Remix.run Logo
NoahZuniga 2 days ago

O(2n) doesn't exist. The whole point of big O is that you ignore such "trivial" things as what factor comes before the n

moron4hire 2 days ago | parent [-]

Did I not say that?

haskellshill 2 days ago | parent | next [-]

>we end up performing two loops instead of one, all because sticking three operations in one statement is "yucky"

You seem to believe that "O(2n)"

  for value in range(1, n + 1):
    result ^= value
  for value in A:
    result ^= value
is slower than "O(n2)"

  for value in range(1, n + 1):
    result ^= value
    result ^= A[value-1]
simply because the latter has one "for loop" less. Am I misunderstanding you, or if not, why would this matter for speed?
a_t48 2 days ago | parent | next [-]

Unless both loops get unrolled it's ever so slightly slower due to having to check for the end value twice. Plus potentially a cache hit at the start of the second loop.

codebje 2 days ago | parent | prev | next [-]

None of this is as straightforward as it seems.

A "for" loop in Python isn't particularly cheap. It compiles to some static overhead to set up the iterator, then each loop iteration compiles to the "FOR_ITER" opcode, a "STORE_FAST" opcode to assign the iteration value to a variable, and the body of the loop.

"FOR_ITER" calls the "__next__()" method of the iterator (which is on top of the interpreter object stack), catches the StopIteration exception to know when to terminate the loop (by jumping past the loop body), and stores the iterator value to the top of the stack. What "__next__()" does is totally opaque - we don't know what kind of object A is - but since we've added the overhead of a function call already it wouldn't matter if it was a super tight bit of machine code, we're already paying a (relatively) hefty runtime cost.

A particularly bad implementation of "__next__()" for some custom iterable collection might be so stupid as to walk through the collection until it reaches the current index's item and returns that, so "for value in A" could in fact be O(n^2).

Plus, "result ^= A[value-1]" is substantially more work than "result ^= value", so even just on the loop bodies the two examples aren't very similar at all. Evaluating "A[value-1]" may wind up calling a "__getitem__()" method on A.

If A is, say, a linked list or binary tree, iterating it is very cheap but indexing it is O(n), so the second loop might be O(n^2) where the first is O(n).

So maybe we be a bit more Pythonic, and do:

    for i, value in enumerate(A)
        result ^= i
        result ^= value
One loop, no indexing of A! But we've not actually saved anything: the __next__() method of enumerate's iterator will increment its index then call the __next__() method of A's iterator, (approximately) the same work as if we'd done two FOR_ITER, one for an index and one for A.

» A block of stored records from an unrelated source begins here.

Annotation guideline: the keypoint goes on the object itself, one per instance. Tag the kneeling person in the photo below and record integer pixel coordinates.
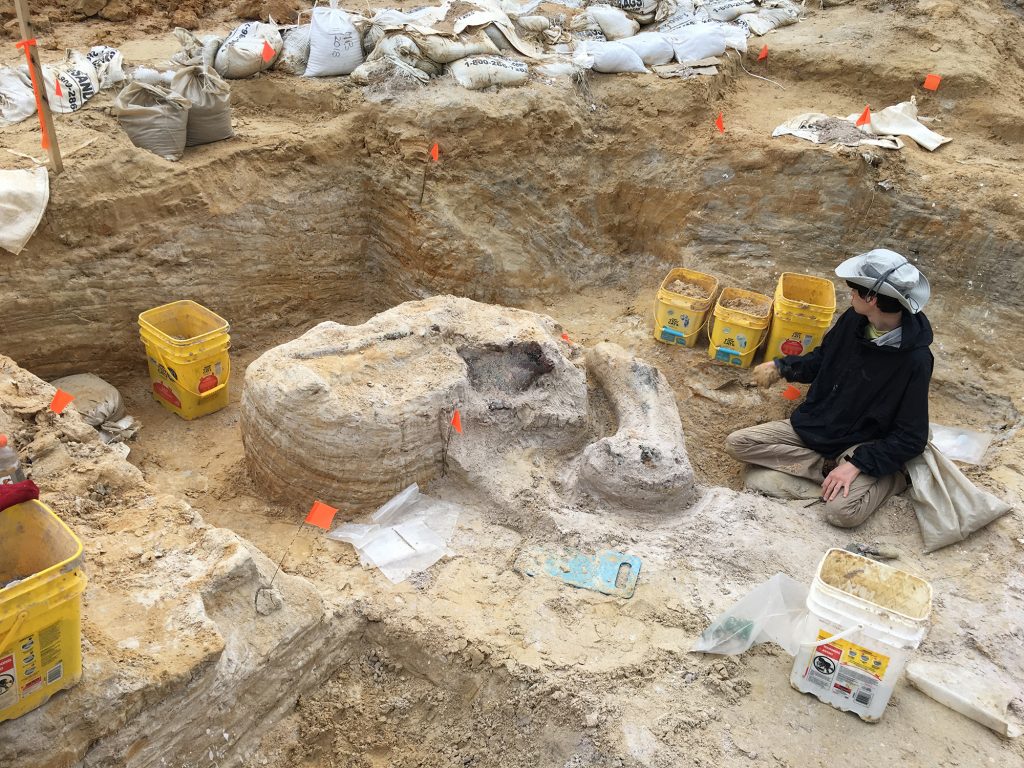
(866, 411)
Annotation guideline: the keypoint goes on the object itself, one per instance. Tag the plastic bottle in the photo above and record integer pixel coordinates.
(10, 467)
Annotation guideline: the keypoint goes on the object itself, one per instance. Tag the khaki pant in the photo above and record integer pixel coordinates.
(777, 446)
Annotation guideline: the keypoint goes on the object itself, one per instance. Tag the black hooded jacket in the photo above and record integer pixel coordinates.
(863, 393)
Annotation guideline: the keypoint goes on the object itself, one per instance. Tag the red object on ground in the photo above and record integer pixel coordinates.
(321, 515)
(25, 45)
(16, 493)
(60, 400)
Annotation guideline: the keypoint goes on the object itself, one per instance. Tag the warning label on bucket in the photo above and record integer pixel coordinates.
(846, 671)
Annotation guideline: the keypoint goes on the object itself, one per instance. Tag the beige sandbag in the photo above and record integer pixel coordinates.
(155, 119)
(210, 116)
(948, 506)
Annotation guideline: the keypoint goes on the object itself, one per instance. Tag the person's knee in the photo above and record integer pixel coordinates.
(844, 515)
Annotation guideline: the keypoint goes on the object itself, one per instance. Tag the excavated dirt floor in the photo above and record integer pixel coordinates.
(572, 203)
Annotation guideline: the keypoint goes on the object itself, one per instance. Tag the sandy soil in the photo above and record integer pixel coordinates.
(471, 663)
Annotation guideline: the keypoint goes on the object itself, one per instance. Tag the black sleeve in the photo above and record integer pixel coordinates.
(908, 435)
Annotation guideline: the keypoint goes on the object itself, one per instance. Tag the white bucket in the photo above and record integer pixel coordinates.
(865, 621)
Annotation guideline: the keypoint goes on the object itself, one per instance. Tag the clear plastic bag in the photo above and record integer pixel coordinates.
(772, 611)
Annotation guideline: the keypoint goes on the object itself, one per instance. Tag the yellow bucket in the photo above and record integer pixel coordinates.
(186, 348)
(41, 614)
(678, 315)
(804, 308)
(737, 332)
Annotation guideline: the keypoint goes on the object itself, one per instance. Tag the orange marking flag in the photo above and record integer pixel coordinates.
(60, 401)
(321, 515)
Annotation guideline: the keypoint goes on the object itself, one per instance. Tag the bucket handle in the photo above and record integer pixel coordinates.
(838, 636)
(201, 395)
(13, 630)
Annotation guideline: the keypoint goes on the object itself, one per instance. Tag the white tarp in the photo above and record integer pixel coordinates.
(24, 195)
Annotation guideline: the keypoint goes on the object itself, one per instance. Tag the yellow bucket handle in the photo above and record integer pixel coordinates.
(207, 393)
(13, 630)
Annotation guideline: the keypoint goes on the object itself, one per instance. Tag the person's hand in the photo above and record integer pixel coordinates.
(766, 374)
(839, 479)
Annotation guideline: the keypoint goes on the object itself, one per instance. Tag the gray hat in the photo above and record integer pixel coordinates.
(888, 273)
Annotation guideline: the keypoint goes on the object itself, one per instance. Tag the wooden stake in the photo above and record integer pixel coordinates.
(45, 118)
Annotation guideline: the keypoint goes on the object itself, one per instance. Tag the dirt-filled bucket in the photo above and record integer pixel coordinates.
(865, 620)
(41, 585)
(739, 325)
(804, 308)
(186, 348)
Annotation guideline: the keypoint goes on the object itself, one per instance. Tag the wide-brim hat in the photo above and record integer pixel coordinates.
(888, 273)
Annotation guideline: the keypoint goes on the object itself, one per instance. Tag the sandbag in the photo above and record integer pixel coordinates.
(767, 19)
(448, 49)
(16, 98)
(700, 41)
(196, 50)
(95, 399)
(480, 72)
(612, 57)
(155, 119)
(210, 115)
(71, 83)
(241, 55)
(295, 54)
(24, 195)
(613, 22)
(109, 65)
(726, 10)
(652, 47)
(335, 47)
(948, 506)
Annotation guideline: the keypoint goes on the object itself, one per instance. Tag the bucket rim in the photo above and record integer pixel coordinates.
(38, 579)
(821, 584)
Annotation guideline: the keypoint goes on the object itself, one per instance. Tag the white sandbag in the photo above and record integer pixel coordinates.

Why would this matter for speed? I don't know. Unless 'n' is pretty big a human won't even notice the execution time of any of this code.

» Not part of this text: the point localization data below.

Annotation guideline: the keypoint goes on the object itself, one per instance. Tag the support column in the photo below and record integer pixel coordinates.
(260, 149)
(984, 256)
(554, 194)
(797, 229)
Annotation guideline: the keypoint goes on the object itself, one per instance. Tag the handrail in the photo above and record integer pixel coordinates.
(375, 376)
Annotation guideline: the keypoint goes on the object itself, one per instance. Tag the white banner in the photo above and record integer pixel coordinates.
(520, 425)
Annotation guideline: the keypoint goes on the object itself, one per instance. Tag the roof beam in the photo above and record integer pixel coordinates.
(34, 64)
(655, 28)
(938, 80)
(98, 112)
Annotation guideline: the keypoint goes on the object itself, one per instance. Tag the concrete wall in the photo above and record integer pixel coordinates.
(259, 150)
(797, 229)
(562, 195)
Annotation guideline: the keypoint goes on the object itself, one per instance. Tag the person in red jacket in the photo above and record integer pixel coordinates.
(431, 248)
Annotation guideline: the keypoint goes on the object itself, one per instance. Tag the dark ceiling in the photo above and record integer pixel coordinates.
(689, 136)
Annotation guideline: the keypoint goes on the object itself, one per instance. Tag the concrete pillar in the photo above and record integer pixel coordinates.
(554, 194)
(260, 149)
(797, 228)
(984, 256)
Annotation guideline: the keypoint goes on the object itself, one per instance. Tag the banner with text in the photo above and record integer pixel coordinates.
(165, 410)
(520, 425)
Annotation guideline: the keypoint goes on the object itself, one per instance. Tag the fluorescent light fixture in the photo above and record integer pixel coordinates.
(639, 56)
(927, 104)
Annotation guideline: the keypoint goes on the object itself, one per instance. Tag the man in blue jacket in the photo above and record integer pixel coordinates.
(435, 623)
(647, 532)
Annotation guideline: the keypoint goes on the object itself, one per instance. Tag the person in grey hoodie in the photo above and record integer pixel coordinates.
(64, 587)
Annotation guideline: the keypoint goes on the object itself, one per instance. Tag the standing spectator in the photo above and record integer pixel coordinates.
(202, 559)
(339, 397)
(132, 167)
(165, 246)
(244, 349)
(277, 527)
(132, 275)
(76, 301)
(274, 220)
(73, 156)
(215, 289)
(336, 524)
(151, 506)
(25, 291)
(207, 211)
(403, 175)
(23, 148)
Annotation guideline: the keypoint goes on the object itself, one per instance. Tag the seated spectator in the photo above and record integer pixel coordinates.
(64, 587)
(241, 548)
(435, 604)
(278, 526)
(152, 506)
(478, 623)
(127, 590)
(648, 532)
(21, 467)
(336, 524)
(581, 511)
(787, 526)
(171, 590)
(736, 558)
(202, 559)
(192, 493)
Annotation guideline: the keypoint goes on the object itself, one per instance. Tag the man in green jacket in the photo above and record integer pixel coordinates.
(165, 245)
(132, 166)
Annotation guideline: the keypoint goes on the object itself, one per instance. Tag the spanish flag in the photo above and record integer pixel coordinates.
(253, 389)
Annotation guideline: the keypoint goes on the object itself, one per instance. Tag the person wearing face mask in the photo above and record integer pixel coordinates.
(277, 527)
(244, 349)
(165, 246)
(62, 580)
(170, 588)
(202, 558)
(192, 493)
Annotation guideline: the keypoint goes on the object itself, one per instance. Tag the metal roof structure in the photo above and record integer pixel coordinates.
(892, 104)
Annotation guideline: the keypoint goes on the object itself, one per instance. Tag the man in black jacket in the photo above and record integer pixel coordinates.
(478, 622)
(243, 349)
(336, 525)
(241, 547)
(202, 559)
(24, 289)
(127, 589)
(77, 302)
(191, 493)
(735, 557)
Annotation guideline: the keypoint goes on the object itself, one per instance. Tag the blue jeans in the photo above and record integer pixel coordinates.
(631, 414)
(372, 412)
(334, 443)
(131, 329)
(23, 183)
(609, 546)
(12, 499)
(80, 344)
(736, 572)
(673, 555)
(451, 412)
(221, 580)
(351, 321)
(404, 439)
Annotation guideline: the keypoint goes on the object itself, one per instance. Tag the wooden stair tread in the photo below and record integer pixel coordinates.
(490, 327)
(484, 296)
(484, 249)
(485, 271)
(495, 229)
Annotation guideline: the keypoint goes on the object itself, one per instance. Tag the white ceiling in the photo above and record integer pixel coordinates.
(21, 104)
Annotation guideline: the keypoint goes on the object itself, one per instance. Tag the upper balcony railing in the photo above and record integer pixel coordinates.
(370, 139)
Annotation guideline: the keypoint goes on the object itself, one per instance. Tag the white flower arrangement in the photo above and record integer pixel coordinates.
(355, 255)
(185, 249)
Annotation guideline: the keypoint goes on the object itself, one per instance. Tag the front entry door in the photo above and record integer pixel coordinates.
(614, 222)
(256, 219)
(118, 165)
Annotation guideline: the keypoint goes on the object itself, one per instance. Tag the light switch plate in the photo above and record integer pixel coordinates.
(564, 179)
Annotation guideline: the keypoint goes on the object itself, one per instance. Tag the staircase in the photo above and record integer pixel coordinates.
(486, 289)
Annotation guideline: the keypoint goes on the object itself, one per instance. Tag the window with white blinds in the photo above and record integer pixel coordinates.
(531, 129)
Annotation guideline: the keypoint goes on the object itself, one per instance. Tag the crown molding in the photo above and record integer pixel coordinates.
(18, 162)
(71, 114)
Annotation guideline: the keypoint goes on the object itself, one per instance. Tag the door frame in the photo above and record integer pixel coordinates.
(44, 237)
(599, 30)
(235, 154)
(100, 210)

moron4hire 2 days ago | parent | prev [-]

Even assuming python's foreach loop in these cases get optimized down to a very bare for loop, the operations being performed are dominated by the looping logic itself, because the loop body is so simple.

Each iteration of a for loop performs one index update and one termination comparison. For a simple body that is just an XOR, that's the difference between performing 5 operations (update, exit check, read array, XOR with value, XOR with index) per N elements in the one loop case versus 7 operations (update, exit, read array, XOR with value, then update, exit, XOR with index) in the two loop case. So we're looking at a 29% savings in operations.

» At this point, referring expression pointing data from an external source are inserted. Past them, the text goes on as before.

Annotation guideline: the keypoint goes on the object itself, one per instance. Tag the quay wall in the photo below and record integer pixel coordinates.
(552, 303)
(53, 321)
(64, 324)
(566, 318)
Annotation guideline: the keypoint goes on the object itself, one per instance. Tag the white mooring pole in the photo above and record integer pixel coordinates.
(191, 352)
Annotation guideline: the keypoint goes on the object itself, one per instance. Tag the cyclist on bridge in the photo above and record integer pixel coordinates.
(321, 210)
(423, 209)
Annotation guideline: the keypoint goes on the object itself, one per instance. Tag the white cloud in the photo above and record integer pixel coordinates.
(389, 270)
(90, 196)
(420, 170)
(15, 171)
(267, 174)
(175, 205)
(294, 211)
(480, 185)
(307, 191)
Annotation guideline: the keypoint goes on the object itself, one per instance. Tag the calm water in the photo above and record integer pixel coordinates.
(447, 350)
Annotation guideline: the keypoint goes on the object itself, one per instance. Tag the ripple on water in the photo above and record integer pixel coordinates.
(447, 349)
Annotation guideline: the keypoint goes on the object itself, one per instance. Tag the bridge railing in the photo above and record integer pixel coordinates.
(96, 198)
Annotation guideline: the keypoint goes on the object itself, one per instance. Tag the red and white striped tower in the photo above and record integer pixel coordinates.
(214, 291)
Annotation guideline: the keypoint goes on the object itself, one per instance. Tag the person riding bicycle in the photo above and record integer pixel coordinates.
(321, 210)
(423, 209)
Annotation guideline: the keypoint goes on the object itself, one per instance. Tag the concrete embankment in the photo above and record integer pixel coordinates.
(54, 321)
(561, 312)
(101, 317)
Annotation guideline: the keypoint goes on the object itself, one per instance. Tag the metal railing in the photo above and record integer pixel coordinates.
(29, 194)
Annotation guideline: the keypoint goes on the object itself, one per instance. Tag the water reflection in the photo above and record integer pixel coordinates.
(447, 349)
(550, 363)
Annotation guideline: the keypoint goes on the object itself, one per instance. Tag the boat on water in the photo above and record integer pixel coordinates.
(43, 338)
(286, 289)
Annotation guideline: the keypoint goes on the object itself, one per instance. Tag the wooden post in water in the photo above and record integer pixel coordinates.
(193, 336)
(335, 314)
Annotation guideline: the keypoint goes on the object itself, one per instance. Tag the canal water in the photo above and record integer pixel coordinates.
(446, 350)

It gets worse if the looping structure does not optimize to a raw, most basic for loop and instead constructs some kind of lazy collection iterator generalized for all kinds of collections it could iterate over.

The smaller the loop body, the higher the gains from optimizing the looping construct itself.

codebje 2 days ago | parent | prev | next [-]

You did, but it might not be an effective strategy to mention asymptotic complexity to help forward your argument that one linear implementation is faster than another.

Whether it's a win in Python to use one or two loops isn't so clear, as a lot is hidden behind complex opcodes and opaque iterator implementations. Imperative testing might help, but a new interpreter version could change your results.

In any case, if we want to nitpick over performance we should be insisting on a parallel implementation to take advantage of the gobs of cores CPUs now have, but now we're on a micro-optimisation crusade and are ignoring the whole point of the article.

iainmerrick a day ago | parent | prev [-]

You said the code from the article is O(2n) when it could be O(n), but those are the same thing.